Reply to “A Truncation in the Regulator RocA Underlies Heightened Capsule Expression in Serotype M3 Group A Streptococci”

REPLY

We read with interest the letter by Lynskey et al. regarding the mutation of the rocA gene in serotype M3 isolates of group A Streptococcus (GAS). As stated in their letter, we previously identified that serotype M3 GAS isolates produce capsule at a higher level than serotype M1 isolates (1). The data presented by Lynskey et al. are consistent with the enhanced capsule expression of M3 GAS isolates being a consequence of the mutation of the putative kinase-encoding gene rocA, a gene previously shown by this group to be mutated in serotype M18 isolates and responsible for the hyper-encapsulation of M18 GAS (2). We agree with the findings presented in the letter of Lynskey et al., not only because of the data that they present, but also because we separately identified rocA as being mutated in serotype M3 isolates and the source of enhanced capsule expression by this serotype.
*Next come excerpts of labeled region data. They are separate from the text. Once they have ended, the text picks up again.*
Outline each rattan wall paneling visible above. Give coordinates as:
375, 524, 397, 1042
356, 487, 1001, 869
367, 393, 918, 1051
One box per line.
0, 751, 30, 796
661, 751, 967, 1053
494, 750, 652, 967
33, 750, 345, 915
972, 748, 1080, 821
We became interested in RocA after observing that M3 isolates have five nonsynonymous single nucleotide polymorphisms (SNPs) and a frame-shifting 1-bp deletion within rocA, relative to rocA from M1 and most other GAS serotypes (data not shown). As RocA represses capsule expression in other serotypes (2, 3), we tested the hypothesis that this is also true for M3 GAS isolates and that the natural mutations present in the M3 rocA allele disrupt activity. To facilitate testing our hypothesis, we created a derivative of our parental serotype M3 isolate, MGAS10870, in which the M3 rocA allele had been replaced with the M1 allele, creating strain 10870::rocA^M1. To ensure that any phenotype observed with the rocA-complemented strain was a consequence of the rocA allele and not of spurious mutations generated during strain construction, we reintroduced the M3 rocA allele into the rocA-complemented strain via homologous recombination, creating strain 10870::rocA^M1-RV-M3. Finally, as the M3 GAS RocA protein may retain some regulatory activity, we also created a rocA null mutant strain, 10870ΔrocA, in which the entire rocA gene was deleted.

The parental serotype M3 isolate MGAS10870, rocA-complemented derivative 10870::rocA^M1, rocA revertant strain 10870::rocA^M1-RV-M3, rocA deletion mutant strain 10870ΔrocA, and parental serotype M1 strain MGAS2221 were compared via hyaluronic acid capsule assays as previously described (4). The rocA-complemented M3 strain had a 150-fold reduction in capsule expression relative to the parental M3 isolate, the rocA revertant, and the rocA deletion mutant strains (Fig. 1). Our data, like those presented in the letter of Lynskey et al., show that complementation of the rocA mutation in serotype M3 isolates reduces capsule expression. In addition, by including revertant strain 10870::rocA^M1-RV-M3, we confirm that this phenotype is a consequence of the rocA alleles and not of spurious mutations. Furthermore, by including strain 10870ΔrocA, we show that the M3 RocA protein does not have partial regulatory activity. In summation, serotype M3 isolates show increased capsule expression due the presence of one or more naturally occurring mutations in rocA. Currently, we are investigating whether regulatory rewiring is a contributing factor in the epidemiologically identified association of M3 isolates with severe invasive infections (5).

FIG 1.

Complementation of the rocA mutation in serotype M3 GAS reduces capsule expression. Exponential-phase cultures of the indicated GAS strains were analyzed for levels of the hyaluronic acid capsule. The experiment was performed twice, using duplicate cultures in each experiment, with mean (± standard deviation) values shown. Asterisks indicate those samples that were statistically significantly different, via t test (P < 0.01), from the parental M1 strain MGAS2221.